Ende November ist es tatsächlich noch angenehm warm, Sonne, blauer Himmel – gute Voraussetzungen für die Spurensuche. Hier in La Jolla befindet sich Niki’s großzügiges Haus mit Atelier, nur ein paar Schritte vom Meer entfernt. Nördlich von San Diego im Park von Escondido besuchen wir als erstes »Queen Califias Magical Circle«. Eine Mauer, auf der zwei große Schlangen den Abschluß bilden, liegt schützend um dieses große Kunstwerk. Ich umrunde erst einmal von Außen die Arbeit, sehe jeweils in den Schlangenwölbungen nur Ausschnitte und bekomme so allmählich eine Vorstellung, was mich im Inneren erwartet. Alle zwei Meter ändert sich Material und Ausgestaltung der Mosaiken, mit denen die Schlangen belegt sind. Ich kann gar nicht anders und muß ab und zu mit der Hand darüber streichen. Der Eingang als Labyrinth angelegt verwirrt mit seinen in schwarz/weiß gestalteten Fließen und eingearbeiteten Spiegeln. Ein Durchblick ist nicht möglich. Die Spiegelung fasziniert mich, mit ihren kleinen Ausschnitten von den Arbeiten im Inneren. Nach dem Labyrinth komme ich in das Innere. Meterhohe Totems umschließen das große Phantasietier in der Mitte, auf dessen Rücken majestätisch Queen Califia mit ihrem Adler steht. Ich nehme mir viel Zeit um die wunderschönen Details in den Mosaiken zu entdecken. Die Innenseite der Mauer erzählt viele Geschichten.
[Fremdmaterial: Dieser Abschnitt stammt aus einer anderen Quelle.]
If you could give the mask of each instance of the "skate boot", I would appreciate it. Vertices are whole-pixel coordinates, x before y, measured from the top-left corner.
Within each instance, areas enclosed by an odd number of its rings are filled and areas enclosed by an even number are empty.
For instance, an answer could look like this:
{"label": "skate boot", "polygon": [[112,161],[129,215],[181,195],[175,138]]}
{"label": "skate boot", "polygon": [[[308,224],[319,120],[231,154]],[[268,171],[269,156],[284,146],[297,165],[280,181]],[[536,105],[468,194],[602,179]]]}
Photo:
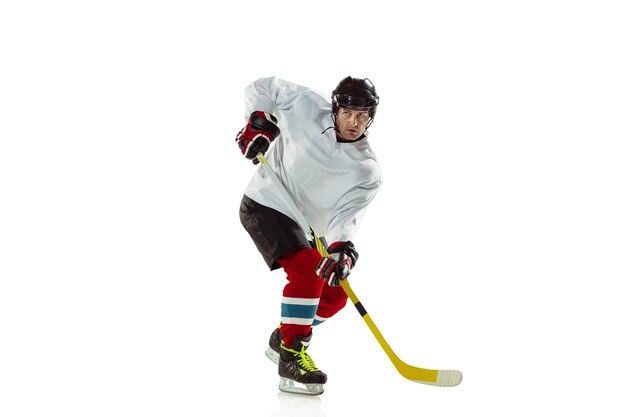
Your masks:
{"label": "skate boot", "polygon": [[298,336],[291,347],[284,342],[280,344],[278,360],[278,389],[294,394],[319,395],[324,392],[326,374],[315,366],[306,352],[311,336]]}
{"label": "skate boot", "polygon": [[272,362],[278,365],[278,358],[280,357],[280,344],[283,341],[283,334],[280,332],[280,326],[272,332],[270,336],[270,347],[265,351],[265,356],[270,358]]}

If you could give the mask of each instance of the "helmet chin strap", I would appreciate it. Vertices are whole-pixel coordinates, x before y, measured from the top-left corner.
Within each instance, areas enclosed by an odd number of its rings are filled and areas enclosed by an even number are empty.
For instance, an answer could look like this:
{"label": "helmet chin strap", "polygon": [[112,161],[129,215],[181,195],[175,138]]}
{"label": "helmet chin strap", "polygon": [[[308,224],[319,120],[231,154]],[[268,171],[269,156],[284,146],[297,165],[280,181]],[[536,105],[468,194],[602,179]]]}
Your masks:
{"label": "helmet chin strap", "polygon": [[326,132],[327,132],[328,130],[330,130],[330,129],[334,129],[334,130],[335,130],[335,132],[337,132],[337,131],[338,131],[338,130],[337,130],[337,117],[336,117],[336,113],[331,113],[331,114],[330,114],[330,118],[331,118],[331,119],[332,119],[332,121],[333,121],[333,125],[332,125],[332,126],[328,126],[326,129],[322,130],[322,135],[323,135],[324,133],[326,133]]}

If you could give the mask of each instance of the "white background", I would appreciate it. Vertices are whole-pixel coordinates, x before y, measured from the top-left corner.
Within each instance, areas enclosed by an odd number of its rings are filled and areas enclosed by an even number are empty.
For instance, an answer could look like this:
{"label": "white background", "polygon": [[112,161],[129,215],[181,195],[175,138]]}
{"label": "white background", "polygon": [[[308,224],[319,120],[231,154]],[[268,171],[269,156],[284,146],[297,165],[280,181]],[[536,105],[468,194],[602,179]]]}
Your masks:
{"label": "white background", "polygon": [[[626,15],[618,1],[0,6],[0,415],[623,416]],[[409,5],[410,4],[410,5]],[[384,185],[326,393],[278,394],[239,224],[243,89],[381,96]]]}

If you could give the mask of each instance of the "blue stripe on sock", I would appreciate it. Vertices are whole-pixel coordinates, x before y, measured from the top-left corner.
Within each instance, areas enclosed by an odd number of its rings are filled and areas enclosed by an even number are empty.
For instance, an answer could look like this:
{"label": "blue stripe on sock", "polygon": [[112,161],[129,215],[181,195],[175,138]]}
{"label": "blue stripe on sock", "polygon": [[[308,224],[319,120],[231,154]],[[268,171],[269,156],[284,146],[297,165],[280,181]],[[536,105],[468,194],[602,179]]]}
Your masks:
{"label": "blue stripe on sock", "polygon": [[300,304],[285,304],[280,305],[280,314],[282,317],[295,317],[301,319],[313,319],[317,306],[306,306]]}

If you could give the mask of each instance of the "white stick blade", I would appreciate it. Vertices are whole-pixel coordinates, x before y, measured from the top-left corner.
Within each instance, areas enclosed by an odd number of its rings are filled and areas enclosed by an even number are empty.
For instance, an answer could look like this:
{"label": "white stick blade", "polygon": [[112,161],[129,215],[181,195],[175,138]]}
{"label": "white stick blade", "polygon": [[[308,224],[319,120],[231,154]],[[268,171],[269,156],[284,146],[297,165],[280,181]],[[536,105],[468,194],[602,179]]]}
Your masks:
{"label": "white stick blade", "polygon": [[460,371],[444,370],[437,372],[437,382],[433,385],[438,387],[455,387],[463,380],[463,374]]}

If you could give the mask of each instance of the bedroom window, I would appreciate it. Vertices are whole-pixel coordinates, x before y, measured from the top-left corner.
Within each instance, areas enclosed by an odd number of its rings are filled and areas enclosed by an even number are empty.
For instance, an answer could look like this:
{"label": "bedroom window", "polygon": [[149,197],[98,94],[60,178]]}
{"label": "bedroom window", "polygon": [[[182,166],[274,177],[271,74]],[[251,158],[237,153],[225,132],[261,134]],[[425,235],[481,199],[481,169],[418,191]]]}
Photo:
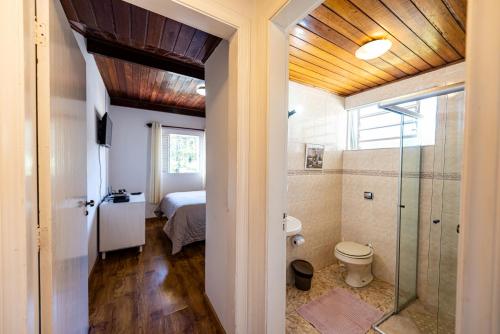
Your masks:
{"label": "bedroom window", "polygon": [[162,137],[164,172],[201,172],[200,136],[164,132]]}

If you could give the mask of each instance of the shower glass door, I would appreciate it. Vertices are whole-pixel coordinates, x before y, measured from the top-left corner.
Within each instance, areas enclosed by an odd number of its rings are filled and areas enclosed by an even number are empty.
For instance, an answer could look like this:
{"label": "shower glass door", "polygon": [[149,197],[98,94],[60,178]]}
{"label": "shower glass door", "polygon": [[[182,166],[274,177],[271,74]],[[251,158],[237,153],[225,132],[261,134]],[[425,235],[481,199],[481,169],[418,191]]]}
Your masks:
{"label": "shower glass door", "polygon": [[438,100],[428,249],[428,309],[437,333],[454,333],[464,92]]}
{"label": "shower glass door", "polygon": [[[415,110],[417,104],[406,104]],[[399,175],[399,222],[396,268],[395,309],[399,312],[417,297],[418,212],[420,193],[420,146],[418,146],[418,119],[401,115],[401,155]]]}
{"label": "shower glass door", "polygon": [[[455,332],[465,109],[465,93],[460,89],[449,87],[442,94],[384,107],[401,119],[401,154],[397,317],[382,320],[382,329],[392,319],[403,321],[410,332]],[[375,329],[381,333],[378,325]]]}

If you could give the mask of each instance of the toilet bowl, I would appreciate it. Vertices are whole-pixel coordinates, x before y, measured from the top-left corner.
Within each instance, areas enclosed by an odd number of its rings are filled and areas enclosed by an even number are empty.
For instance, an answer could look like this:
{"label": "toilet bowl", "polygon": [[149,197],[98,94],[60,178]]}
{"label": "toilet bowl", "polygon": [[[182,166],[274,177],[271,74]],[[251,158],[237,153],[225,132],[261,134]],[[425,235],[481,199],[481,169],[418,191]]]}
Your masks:
{"label": "toilet bowl", "polygon": [[342,241],[335,246],[335,257],[347,267],[345,282],[361,288],[373,280],[373,248],[353,241]]}

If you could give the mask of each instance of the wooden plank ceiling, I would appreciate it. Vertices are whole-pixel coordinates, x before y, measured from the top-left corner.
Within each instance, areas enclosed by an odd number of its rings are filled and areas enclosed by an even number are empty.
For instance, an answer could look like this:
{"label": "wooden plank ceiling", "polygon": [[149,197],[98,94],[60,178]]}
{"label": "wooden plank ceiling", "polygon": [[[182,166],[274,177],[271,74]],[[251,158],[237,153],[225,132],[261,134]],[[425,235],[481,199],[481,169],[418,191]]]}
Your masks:
{"label": "wooden plank ceiling", "polygon": [[[348,96],[465,58],[466,0],[327,0],[290,34],[290,80]],[[379,58],[354,56],[386,38]]]}
{"label": "wooden plank ceiling", "polygon": [[61,0],[87,38],[111,104],[205,115],[196,93],[221,39],[122,0]]}

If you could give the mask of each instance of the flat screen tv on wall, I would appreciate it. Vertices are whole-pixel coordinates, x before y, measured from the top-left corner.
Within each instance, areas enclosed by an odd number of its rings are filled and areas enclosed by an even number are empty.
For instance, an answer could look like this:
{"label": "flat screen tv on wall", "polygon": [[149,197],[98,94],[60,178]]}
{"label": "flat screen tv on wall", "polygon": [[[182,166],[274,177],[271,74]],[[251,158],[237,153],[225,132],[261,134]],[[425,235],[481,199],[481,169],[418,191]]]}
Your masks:
{"label": "flat screen tv on wall", "polygon": [[108,113],[102,116],[97,126],[97,143],[105,147],[111,147],[111,133],[113,130],[113,122]]}

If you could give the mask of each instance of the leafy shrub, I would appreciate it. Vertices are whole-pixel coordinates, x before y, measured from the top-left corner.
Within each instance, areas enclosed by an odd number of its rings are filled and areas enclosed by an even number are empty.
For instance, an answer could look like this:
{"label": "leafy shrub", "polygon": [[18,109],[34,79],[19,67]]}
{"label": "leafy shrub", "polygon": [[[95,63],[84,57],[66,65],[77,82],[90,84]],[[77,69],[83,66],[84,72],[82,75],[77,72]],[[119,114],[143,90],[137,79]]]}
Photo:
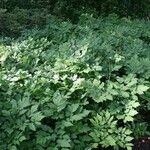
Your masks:
{"label": "leafy shrub", "polygon": [[[5,10],[5,12],[4,12]],[[83,13],[150,19],[149,0],[1,0],[0,35],[18,37],[24,29],[43,27],[49,15],[77,23]]]}
{"label": "leafy shrub", "polygon": [[117,13],[121,16],[149,17],[149,0],[1,0],[0,7],[13,10],[46,8],[50,13],[73,18],[83,10],[96,10],[99,14]]}
{"label": "leafy shrub", "polygon": [[42,28],[48,16],[45,9],[0,9],[0,35],[18,37],[25,29]]}
{"label": "leafy shrub", "polygon": [[1,44],[0,149],[131,150],[148,39],[149,22],[83,15]]}

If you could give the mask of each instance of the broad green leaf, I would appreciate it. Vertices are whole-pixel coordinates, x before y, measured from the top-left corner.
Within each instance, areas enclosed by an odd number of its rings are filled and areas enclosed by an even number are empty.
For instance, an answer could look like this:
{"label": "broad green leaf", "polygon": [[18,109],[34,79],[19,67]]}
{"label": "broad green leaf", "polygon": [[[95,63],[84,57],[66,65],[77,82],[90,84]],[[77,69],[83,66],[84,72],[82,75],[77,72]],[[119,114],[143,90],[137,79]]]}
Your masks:
{"label": "broad green leaf", "polygon": [[66,139],[58,140],[58,144],[60,144],[61,147],[71,147],[70,142]]}
{"label": "broad green leaf", "polygon": [[109,142],[109,144],[110,144],[111,146],[115,146],[115,145],[116,145],[116,141],[114,140],[114,138],[113,138],[112,136],[108,136],[108,137],[106,138],[106,140]]}
{"label": "broad green leaf", "polygon": [[138,85],[137,87],[137,93],[138,94],[143,94],[145,91],[147,91],[149,89],[148,86],[145,85]]}
{"label": "broad green leaf", "polygon": [[30,128],[31,130],[33,130],[33,131],[36,131],[36,127],[35,127],[35,125],[34,125],[33,123],[30,123],[30,124],[29,124],[29,128]]}

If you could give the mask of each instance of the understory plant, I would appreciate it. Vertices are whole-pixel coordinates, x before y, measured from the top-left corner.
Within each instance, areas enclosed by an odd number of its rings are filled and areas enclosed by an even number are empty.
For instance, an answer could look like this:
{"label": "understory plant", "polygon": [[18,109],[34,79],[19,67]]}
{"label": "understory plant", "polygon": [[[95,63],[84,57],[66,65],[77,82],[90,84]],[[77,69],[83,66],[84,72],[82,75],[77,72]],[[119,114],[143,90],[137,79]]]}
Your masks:
{"label": "understory plant", "polygon": [[114,15],[82,15],[77,25],[52,17],[1,42],[0,149],[131,150],[149,42],[149,22]]}

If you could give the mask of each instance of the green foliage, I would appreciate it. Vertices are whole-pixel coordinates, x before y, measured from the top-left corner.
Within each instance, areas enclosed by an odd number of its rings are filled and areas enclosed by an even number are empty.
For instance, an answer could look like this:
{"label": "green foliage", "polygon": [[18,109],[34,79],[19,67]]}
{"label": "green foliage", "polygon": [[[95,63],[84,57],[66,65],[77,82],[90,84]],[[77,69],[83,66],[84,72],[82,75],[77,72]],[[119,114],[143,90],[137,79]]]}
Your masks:
{"label": "green foliage", "polygon": [[150,135],[147,122],[132,123],[131,128],[133,130],[135,139],[138,139],[139,137],[144,137],[145,135]]}
{"label": "green foliage", "polygon": [[42,28],[48,20],[46,9],[0,8],[0,35],[18,37],[25,29]]}
{"label": "green foliage", "polygon": [[0,149],[131,150],[149,38],[149,22],[82,15],[77,25],[51,17],[43,30],[4,39]]}
{"label": "green foliage", "polygon": [[[96,10],[99,14],[117,13],[121,16],[149,17],[149,0],[1,0],[0,7],[12,10],[14,7],[46,8],[56,15],[69,18],[82,11]],[[63,14],[61,14],[63,13]]]}
{"label": "green foliage", "polygon": [[18,37],[24,29],[45,26],[49,15],[77,23],[83,13],[150,19],[149,0],[1,0],[0,35]]}
{"label": "green foliage", "polygon": [[108,111],[97,115],[91,122],[94,125],[94,131],[90,135],[97,142],[93,144],[94,148],[101,144],[103,147],[114,146],[114,148],[131,149],[132,144],[129,142],[133,139],[130,136],[132,132],[126,128],[118,128],[117,121],[114,121],[114,117]]}

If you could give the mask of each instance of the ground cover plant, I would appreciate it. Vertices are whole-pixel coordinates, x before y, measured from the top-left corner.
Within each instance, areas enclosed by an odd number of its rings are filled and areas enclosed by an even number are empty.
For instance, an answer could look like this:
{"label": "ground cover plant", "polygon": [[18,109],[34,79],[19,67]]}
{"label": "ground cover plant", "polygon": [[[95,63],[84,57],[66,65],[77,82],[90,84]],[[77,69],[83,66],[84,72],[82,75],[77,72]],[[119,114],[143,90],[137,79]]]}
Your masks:
{"label": "ground cover plant", "polygon": [[150,22],[51,16],[0,43],[0,149],[131,150],[149,134]]}
{"label": "ground cover plant", "polygon": [[24,29],[42,27],[49,15],[77,23],[79,16],[90,13],[107,16],[150,19],[149,0],[1,0],[0,36],[18,37]]}

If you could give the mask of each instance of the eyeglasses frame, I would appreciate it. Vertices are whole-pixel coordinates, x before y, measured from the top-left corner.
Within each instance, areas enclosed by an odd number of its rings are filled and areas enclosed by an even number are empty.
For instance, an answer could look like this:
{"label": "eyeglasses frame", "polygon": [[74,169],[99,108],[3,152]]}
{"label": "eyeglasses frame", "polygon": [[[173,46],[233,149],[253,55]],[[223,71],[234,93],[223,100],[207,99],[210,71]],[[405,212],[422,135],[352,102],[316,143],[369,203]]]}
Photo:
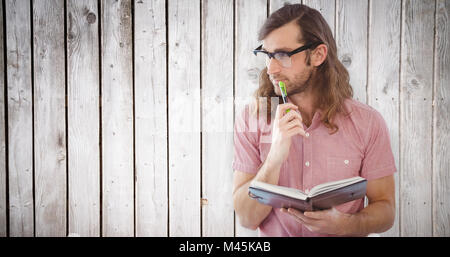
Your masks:
{"label": "eyeglasses frame", "polygon": [[286,51],[278,51],[278,52],[274,52],[274,53],[270,53],[270,52],[267,52],[267,51],[265,51],[265,50],[262,50],[262,46],[263,45],[260,45],[260,46],[258,46],[255,50],[253,50],[253,54],[254,55],[257,55],[257,53],[264,53],[264,54],[267,54],[268,56],[269,56],[269,58],[275,58],[275,54],[277,54],[277,53],[285,53],[285,54],[287,54],[287,56],[289,56],[289,58],[292,56],[292,55],[294,55],[294,54],[297,54],[297,53],[300,53],[300,52],[303,52],[303,51],[305,51],[305,50],[307,50],[307,49],[310,49],[312,46],[318,46],[318,45],[320,45],[320,44],[322,44],[322,42],[316,42],[316,43],[308,43],[308,44],[306,44],[306,45],[303,45],[303,46],[300,46],[299,48],[297,48],[297,49],[295,49],[295,50],[292,50],[292,51],[290,51],[290,52],[286,52]]}

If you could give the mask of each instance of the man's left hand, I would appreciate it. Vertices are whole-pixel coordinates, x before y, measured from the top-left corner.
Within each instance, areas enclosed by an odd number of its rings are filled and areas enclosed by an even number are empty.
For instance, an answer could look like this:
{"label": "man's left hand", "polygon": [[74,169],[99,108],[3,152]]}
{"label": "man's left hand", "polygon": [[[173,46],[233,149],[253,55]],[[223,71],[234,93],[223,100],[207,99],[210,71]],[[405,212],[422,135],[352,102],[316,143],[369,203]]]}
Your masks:
{"label": "man's left hand", "polygon": [[336,208],[304,213],[294,208],[282,208],[281,212],[290,214],[311,232],[320,234],[349,235],[350,228],[354,226],[352,214],[340,212]]}

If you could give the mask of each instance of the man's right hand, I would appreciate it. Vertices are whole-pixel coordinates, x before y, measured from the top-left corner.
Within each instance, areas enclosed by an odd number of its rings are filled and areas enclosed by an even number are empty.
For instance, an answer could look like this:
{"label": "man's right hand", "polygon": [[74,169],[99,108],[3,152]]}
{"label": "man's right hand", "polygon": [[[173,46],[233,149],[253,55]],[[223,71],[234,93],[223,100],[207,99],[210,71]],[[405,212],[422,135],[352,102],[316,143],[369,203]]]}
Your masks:
{"label": "man's right hand", "polygon": [[[287,109],[291,109],[286,113]],[[298,107],[292,103],[279,104],[275,114],[272,128],[272,145],[267,160],[281,165],[289,155],[291,137],[294,135],[305,135],[302,116]]]}
{"label": "man's right hand", "polygon": [[[286,113],[287,109],[291,111]],[[242,171],[234,172],[233,206],[242,226],[257,229],[272,211],[271,206],[250,198],[248,187],[253,180],[278,185],[281,164],[287,159],[291,137],[296,134],[305,136],[302,117],[297,106],[292,103],[278,105],[273,120],[272,145],[263,165],[256,175]]]}

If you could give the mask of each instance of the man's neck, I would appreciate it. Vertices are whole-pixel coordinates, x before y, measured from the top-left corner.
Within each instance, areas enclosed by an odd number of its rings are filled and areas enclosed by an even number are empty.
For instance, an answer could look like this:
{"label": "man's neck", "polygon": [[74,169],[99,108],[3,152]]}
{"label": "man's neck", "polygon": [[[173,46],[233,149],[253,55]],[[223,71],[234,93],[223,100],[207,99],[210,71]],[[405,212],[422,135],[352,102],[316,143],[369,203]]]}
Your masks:
{"label": "man's neck", "polygon": [[315,97],[311,91],[302,92],[289,96],[289,101],[297,105],[303,119],[303,123],[309,127],[311,125],[315,108]]}

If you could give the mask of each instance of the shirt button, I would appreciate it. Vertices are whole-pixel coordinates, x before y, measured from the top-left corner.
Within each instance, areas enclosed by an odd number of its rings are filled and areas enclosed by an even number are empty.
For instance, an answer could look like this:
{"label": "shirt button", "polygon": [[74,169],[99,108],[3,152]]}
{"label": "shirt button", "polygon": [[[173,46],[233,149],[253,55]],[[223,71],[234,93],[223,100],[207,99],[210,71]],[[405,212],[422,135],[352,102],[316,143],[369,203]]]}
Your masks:
{"label": "shirt button", "polygon": [[306,137],[309,137],[309,133],[308,133],[308,132],[306,132],[305,136],[306,136]]}
{"label": "shirt button", "polygon": [[345,163],[345,164],[348,164],[348,160],[345,160],[344,163]]}
{"label": "shirt button", "polygon": [[305,162],[306,167],[309,167],[309,162]]}

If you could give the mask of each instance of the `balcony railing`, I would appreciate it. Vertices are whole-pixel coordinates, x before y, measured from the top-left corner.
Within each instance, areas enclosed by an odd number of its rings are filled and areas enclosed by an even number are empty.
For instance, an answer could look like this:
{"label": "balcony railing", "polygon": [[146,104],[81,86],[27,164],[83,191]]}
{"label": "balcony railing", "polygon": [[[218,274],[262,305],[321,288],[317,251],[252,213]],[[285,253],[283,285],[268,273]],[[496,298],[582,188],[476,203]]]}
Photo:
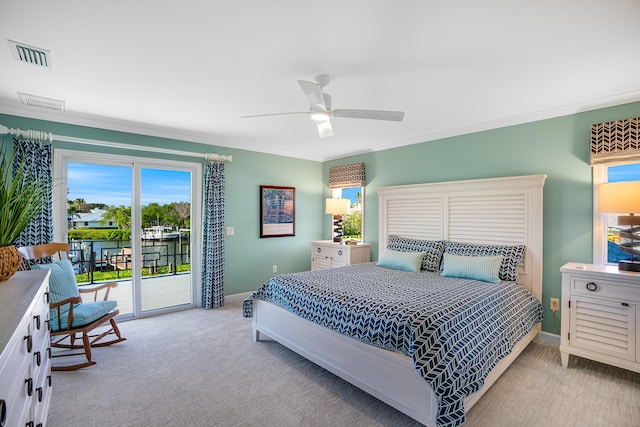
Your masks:
{"label": "balcony railing", "polygon": [[[117,279],[131,277],[130,240],[72,240],[71,256],[76,274],[95,283],[97,272],[115,272]],[[189,239],[141,241],[143,275],[177,274],[191,262]],[[82,276],[84,278],[84,276]]]}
Das Zusammentreffen mit einem Zeitzeugen vor Ort ist berührend und gleichzeitig informativ. Als Assistent von Niki hat er mit seiner ganzen Firma die Umsetzung und Ausführung der Mosaikarbeiten realisiert. Auf die Frage, wie die Zusammenarbeit und Person Niki war, kam eine kurze Antwort: sie war trinkfest, workaholic und hatte bei allen Besprechungen das letzte Wort. Außer am Magical Circle wurde ja gleichzeitig noch im Tarot Garten in Italien gearbeitet und für Israel die 39 Tiere für das Arche-Projekt fertig gestellt und verschifft. Überall in der Welt besorgte er tonnenweise Steine aus ganz unterschiedlichen Materialien, darunter Halbedelsteine, versteinerte Holzstücke und ausgefallene Mosaiksteine. Sechs Monate bis zu ihrem Tod 2002 begeleitete er Niki auf der Intensivstation. Die große Hauptfigur im Magical Circle beendete er erst nach ihrem Tod.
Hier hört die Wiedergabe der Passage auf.